I’m working on an image segmentation task and trying to use a pre-trained Swin Transformer Large (Swin-L) encoder for the feature extraction backbone. The code runs perfectly on a CPU in Colab. However, when switching to a TPU, it throws the error shown below.
The Code:
from tensorflow.keras import layers, Model, Input
from tfswin import SwinTransformerLarge224
def load_swin_encoder(input_shape=(512, 512, 3)):
# Load pre-trained Swin-L model
swin_encoder = SwinTransformerLarge224(include_top=False, weights='imagenet',
input_shape=input_shape)
# Freeze the pre-trained layers
for layer in swin_encoder.layers:
layer.trainable = False
# Extract outputs from the four stages
stage_outputs = [
swin_encoder.get_layer('normalize').output, # Output from the 0 stage
swin_encoder.get_layer('layers.0').output, # Output from the first stage
swin_encoder.get_layer('layers.1').output, # Output from the second stage
swin_encoder.get_layer('layers.2').output, # Output from the third stage
swin_encoder.get_layer('layers.3').output, # Output from the fourth stage
]
return Model(swin_encoder.input, stage_outputs, name="SwinTransformerEncoder")
# Test Code
encoder = load_swin_encoder(input_shape=(512, 512, 3))

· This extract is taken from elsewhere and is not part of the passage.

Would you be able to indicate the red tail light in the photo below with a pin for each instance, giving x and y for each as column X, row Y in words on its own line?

dummy_input = tf.random.uniform((1, 512, 512, 3))
encoder_outputs = encoder(dummy_input)
for i, output in enumerate(encoder_outputs):
print(f"Stage {i + 1} output shape: {output.shape}")
The Error:
The code throws the following error on TPU:
---------------------------------------------------------------------------
ValueError Traceback (most recent call last)

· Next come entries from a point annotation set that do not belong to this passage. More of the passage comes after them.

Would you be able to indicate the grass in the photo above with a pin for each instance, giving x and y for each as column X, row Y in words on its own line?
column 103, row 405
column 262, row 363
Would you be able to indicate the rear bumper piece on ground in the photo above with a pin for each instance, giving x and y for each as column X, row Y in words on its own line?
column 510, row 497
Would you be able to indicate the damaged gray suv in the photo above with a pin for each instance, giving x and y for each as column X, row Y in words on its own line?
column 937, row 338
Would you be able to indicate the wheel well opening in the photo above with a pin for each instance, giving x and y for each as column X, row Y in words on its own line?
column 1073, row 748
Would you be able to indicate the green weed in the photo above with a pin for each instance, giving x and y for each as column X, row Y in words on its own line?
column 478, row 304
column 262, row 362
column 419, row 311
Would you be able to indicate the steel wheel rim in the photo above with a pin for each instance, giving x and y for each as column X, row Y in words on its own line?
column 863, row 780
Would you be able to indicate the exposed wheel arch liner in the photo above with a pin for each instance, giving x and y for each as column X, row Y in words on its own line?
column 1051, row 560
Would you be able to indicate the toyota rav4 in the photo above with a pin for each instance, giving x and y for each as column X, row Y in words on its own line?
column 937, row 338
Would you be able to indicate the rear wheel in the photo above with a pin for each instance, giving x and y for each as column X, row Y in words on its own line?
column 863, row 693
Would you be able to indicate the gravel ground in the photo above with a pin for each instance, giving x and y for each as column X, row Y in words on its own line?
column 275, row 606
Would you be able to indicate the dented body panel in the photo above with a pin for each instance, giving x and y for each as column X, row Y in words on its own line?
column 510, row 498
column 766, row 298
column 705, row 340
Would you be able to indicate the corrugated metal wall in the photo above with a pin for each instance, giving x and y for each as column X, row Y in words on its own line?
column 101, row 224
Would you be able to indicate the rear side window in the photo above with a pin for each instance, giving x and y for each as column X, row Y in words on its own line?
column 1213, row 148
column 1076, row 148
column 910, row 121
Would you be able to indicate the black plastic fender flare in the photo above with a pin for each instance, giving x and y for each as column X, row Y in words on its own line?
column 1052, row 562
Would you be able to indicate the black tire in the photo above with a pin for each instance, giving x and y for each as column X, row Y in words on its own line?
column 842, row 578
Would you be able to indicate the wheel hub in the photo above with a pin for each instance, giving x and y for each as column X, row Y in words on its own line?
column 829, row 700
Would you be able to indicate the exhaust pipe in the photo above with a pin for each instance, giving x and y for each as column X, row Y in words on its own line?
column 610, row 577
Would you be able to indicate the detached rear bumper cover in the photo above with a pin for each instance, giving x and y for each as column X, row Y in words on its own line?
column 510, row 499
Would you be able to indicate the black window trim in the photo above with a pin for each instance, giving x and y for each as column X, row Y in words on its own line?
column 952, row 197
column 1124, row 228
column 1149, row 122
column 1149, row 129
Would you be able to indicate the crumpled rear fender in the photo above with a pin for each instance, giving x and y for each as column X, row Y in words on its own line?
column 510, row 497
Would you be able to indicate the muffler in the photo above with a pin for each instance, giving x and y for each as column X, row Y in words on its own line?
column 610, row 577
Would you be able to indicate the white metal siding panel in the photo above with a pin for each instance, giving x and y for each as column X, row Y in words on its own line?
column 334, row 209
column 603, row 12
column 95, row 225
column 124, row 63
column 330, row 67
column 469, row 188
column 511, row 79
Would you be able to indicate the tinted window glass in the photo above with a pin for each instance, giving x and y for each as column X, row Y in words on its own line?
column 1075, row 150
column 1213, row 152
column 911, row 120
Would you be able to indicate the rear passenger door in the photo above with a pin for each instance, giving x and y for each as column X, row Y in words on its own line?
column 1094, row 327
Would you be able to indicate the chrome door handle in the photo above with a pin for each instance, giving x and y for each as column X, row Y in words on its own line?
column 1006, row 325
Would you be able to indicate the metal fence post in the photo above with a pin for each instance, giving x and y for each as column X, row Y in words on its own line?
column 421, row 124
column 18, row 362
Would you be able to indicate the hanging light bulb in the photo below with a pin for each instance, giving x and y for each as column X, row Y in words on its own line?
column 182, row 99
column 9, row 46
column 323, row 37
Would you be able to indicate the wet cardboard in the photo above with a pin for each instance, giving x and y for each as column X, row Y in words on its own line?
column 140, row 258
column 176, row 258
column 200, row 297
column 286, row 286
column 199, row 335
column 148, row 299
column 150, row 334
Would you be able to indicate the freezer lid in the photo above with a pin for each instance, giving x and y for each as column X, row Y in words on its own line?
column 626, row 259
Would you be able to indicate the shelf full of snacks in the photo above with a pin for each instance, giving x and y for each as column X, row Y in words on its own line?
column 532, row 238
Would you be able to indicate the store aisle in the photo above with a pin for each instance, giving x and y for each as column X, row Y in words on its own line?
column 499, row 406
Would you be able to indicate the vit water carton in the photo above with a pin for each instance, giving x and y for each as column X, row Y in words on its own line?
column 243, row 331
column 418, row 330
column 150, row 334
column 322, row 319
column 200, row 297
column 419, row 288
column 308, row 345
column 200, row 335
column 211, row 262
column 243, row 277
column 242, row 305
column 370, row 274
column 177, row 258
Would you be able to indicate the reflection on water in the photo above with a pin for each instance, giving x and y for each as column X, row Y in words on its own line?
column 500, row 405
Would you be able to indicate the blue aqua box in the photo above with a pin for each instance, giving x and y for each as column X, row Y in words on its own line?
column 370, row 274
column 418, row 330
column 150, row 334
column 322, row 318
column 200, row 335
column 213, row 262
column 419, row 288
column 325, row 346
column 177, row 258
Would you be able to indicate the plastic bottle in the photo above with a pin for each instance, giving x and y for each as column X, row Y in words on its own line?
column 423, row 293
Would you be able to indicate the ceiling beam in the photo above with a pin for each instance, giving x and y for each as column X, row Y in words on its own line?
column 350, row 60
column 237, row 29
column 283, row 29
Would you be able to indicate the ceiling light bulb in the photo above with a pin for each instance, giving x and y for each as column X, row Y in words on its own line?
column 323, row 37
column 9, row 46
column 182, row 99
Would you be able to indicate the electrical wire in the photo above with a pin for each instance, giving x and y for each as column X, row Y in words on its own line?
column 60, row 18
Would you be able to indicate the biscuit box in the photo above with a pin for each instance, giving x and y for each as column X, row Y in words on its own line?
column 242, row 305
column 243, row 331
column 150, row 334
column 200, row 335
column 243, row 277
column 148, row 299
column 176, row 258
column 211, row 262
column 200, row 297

<ipython-input-28-3cb122d32678> in <cell line: 2>()
1 # loading Sanity check
----> 2 encoder = load_swin_encoder(input_shape=(512, 512, 3))
3 dummy_input = tf.random.uniform((1, 512, 512, 3))

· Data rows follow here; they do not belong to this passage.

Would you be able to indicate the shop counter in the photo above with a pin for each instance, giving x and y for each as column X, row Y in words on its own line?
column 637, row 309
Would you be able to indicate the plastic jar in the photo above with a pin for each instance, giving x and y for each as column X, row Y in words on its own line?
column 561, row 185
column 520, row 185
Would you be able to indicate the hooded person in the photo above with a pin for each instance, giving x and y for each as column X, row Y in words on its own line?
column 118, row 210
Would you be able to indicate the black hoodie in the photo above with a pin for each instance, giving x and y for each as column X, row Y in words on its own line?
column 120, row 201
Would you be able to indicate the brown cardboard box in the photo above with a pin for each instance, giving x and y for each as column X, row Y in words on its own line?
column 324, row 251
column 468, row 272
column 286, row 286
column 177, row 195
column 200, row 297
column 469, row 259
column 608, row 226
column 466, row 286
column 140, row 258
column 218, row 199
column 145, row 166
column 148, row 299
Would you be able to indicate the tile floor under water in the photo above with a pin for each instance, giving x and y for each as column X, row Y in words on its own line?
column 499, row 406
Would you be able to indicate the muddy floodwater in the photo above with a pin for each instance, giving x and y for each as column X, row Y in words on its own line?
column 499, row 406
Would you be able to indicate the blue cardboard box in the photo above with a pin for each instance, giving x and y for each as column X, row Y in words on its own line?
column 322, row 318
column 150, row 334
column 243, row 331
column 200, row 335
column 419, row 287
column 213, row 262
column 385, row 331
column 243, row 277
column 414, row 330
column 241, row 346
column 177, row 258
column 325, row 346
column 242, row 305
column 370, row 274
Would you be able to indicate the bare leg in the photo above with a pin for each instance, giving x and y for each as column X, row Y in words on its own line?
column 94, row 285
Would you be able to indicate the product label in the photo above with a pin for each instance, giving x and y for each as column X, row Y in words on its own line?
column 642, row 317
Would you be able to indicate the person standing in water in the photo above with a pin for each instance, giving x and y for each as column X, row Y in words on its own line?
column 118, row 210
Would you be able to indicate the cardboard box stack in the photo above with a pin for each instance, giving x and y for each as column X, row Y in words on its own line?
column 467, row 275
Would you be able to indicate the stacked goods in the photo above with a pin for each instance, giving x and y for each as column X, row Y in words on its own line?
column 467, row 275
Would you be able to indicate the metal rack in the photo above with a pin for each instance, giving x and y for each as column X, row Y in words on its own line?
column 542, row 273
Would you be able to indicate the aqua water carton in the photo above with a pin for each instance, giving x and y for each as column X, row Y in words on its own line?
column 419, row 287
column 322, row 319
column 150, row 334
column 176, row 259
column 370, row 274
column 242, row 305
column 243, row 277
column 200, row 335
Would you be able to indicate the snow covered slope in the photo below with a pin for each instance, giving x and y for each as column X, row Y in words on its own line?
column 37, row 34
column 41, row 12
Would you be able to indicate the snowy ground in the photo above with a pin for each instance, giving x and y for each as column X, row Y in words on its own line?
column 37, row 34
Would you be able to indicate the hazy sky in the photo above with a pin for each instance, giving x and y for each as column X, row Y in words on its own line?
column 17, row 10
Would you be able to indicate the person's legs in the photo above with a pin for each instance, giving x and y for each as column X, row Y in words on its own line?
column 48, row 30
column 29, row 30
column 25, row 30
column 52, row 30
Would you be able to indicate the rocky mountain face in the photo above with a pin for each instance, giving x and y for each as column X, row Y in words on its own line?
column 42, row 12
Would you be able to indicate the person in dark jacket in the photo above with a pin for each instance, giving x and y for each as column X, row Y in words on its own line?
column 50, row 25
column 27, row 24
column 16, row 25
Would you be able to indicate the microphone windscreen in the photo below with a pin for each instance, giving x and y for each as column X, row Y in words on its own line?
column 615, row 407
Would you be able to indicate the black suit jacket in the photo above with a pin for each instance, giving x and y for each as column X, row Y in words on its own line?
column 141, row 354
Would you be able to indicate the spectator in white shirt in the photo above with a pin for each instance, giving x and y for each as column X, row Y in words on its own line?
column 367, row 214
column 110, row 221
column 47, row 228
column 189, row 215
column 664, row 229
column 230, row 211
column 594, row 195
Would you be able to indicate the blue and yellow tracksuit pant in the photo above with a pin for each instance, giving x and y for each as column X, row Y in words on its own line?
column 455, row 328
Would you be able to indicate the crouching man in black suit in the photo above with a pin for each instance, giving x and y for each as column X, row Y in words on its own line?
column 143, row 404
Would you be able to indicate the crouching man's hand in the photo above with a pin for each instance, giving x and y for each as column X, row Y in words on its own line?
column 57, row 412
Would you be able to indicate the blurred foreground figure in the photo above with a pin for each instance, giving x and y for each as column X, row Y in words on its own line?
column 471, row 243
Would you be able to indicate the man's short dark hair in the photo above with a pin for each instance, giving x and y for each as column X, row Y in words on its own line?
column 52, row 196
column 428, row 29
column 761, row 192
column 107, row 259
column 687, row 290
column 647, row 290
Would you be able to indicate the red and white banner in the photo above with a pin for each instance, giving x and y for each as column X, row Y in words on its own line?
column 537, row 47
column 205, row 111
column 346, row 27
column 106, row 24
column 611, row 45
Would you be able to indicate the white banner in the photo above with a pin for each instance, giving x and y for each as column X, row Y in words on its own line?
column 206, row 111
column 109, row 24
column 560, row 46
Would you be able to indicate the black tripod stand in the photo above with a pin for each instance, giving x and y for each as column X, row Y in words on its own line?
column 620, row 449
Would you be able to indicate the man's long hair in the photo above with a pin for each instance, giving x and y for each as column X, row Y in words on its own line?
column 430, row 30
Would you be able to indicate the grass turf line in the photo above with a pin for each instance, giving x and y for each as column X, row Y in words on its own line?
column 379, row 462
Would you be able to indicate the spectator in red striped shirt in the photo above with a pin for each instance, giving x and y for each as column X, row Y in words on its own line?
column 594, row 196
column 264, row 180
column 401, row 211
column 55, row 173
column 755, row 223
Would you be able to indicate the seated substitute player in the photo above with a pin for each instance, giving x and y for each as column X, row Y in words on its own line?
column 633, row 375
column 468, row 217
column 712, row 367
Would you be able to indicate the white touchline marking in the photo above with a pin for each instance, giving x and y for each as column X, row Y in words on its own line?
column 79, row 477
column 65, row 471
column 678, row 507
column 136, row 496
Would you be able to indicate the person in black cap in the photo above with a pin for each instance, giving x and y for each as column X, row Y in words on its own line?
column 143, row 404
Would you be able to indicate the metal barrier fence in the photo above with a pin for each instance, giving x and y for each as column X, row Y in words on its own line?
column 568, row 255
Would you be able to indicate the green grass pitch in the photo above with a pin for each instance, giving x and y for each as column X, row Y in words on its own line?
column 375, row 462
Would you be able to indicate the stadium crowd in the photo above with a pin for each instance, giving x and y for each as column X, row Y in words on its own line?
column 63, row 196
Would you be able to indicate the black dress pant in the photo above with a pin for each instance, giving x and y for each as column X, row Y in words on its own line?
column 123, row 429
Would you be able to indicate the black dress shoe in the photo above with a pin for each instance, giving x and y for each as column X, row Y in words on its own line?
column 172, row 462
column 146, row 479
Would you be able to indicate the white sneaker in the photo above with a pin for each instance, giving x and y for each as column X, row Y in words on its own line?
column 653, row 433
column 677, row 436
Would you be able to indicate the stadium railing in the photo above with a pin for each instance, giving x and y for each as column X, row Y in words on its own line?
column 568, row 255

4 encoder_outputs = encoder(dummy_input)
5
2 frames
/usr/local/lib/python3.10/dist-packages/keras/src/models/functional.py in __init__(self, inputs, outputs, name, **kwargs)
117 for x in flat_inputs:
118 if not isinstance(x, backend.KerasTensor):
--> 119 raise ValueError(
120 "All `inputs` values must be KerasTensors. Received: "
121 f"inputs={inputs} including invalid value {x} of "
ValueError: All `inputs` values must be KerasTensors. Received: inputs=KerasTensor(type_spec=TensorSpec(shape=(None, 512, 512, 3), dtype=tf.float32, name='input_4'), name='input_4', description="created by layer 'input_4'") including invalid value KerasTensor(type_spec=TensorSpec(shape=(None, 512, 512, 3), dtype=tf.float32, name='input_4'), name='input_4', description="created by layer 'input_4'") of type <class 'tf_keras.src.engine.keras_tensor.KerasTensor'>
Question:
Why does this code work on a CPU but fail on a TPU in Colab? How can I fix this issue to make it compatible with TPU execution?
Any insights or guidance would be greatly appreciated. Thank you!